Member of the Gauteng Executive Council for Housing
- In office 1994–1999
- Premier: Tokyo Sexwale; Mathole Motshekga;
- Preceded by: Position established
- Succeeded by: Paul Mashatile

Personal details
- Born: 27 January 1960
- Died: 28 April 2022 (aged 62) Johannesburg, South Africa
- Party: African National Congress
- Other political affiliations: South African Communist Party
- Spouse: Geraldine Nomasonto Mofokeng ​ ​(divorced)​

= Dan Mofokeng =

South African politician

Dan Mofokeng (27 January 1960 – 28 April 2022) was a South African politician and businessman who was Gauteng's inaugural Member of the Executive Council for Housing from 1994 to 1999. He was a member of the African National Congress and rose to prominence during apartheid as a leader of the South African National Civic Organisation in the Transvaal. After he was dropped from the Gauteng Provincial Legislature in 1999, he pursued a career in business.

== Career ==
Mofokeng was born on 27 January 1960 and was from Katlehong in the former Transvaal. His father was a construction worker. After attending the University of the North at Turfloop, Mofokeng rose to prominence during apartheid as a regional leader of the South African National Civic Organisation. He joined the African National Congress (ANC) and South African Communist Party in the 1990s. Pursuant to South Africa's first democratic elections in 1994, he was appointed to the Executive Council of Gauteng by the province's inaugural Premier, Tokyo Sexwale; he remained in the office during the brief tenure of Sexwale's successor, Mathole Motshekga, from 1998. According to the Mail & Guardian, he was strongly aligned to Motshekga in the factionalism of the Gauteng ANC of the period. Mofokeng's tenure in the Housing portfolio was controversial and the ANC dropped him from its party list in the 1999 general election.

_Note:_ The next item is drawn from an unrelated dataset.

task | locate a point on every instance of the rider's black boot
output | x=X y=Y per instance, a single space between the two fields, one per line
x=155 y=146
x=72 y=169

He later pursued a career in business. In March 2011, he and three others were arrested by the Hawks during a police investigation into the alleged abuse of the state-sponsored AgriBEE fund. R14-million had been transferred from the fund to a firm of attorneys, and an investigative report by the Sunday Times had claimed to uncover that the money was embezzled for the personal use of Mofokeng and his co-accused – according to the newspaper, Mofokeng bought a Mercedes-Benz and a R2-million house.

== Personal life and death ==
He was married to fellow ANC politician Jacqueline Mofokeng, In 2011, Mofokeng was charged in Pretoria's Domestic Violence Court in relation to an incident at their house in Irene, Pretoria in February 2010, while the couple were estranged and undertaking divorce proceedings. Jacqueline alleged that she had a protection order against him at the time, which she said he had contravened by storming into the house and physically assaulting her. He pled not guilty to assault and contravention of a protection order, after various other charges were dropped. Mofokeng was acquitted on 9 February 2012.

Both his ex-wife and his stepdaughter died in April 2021. He died on 28 April 2022 in a Johannesburg hospital at the age of 62.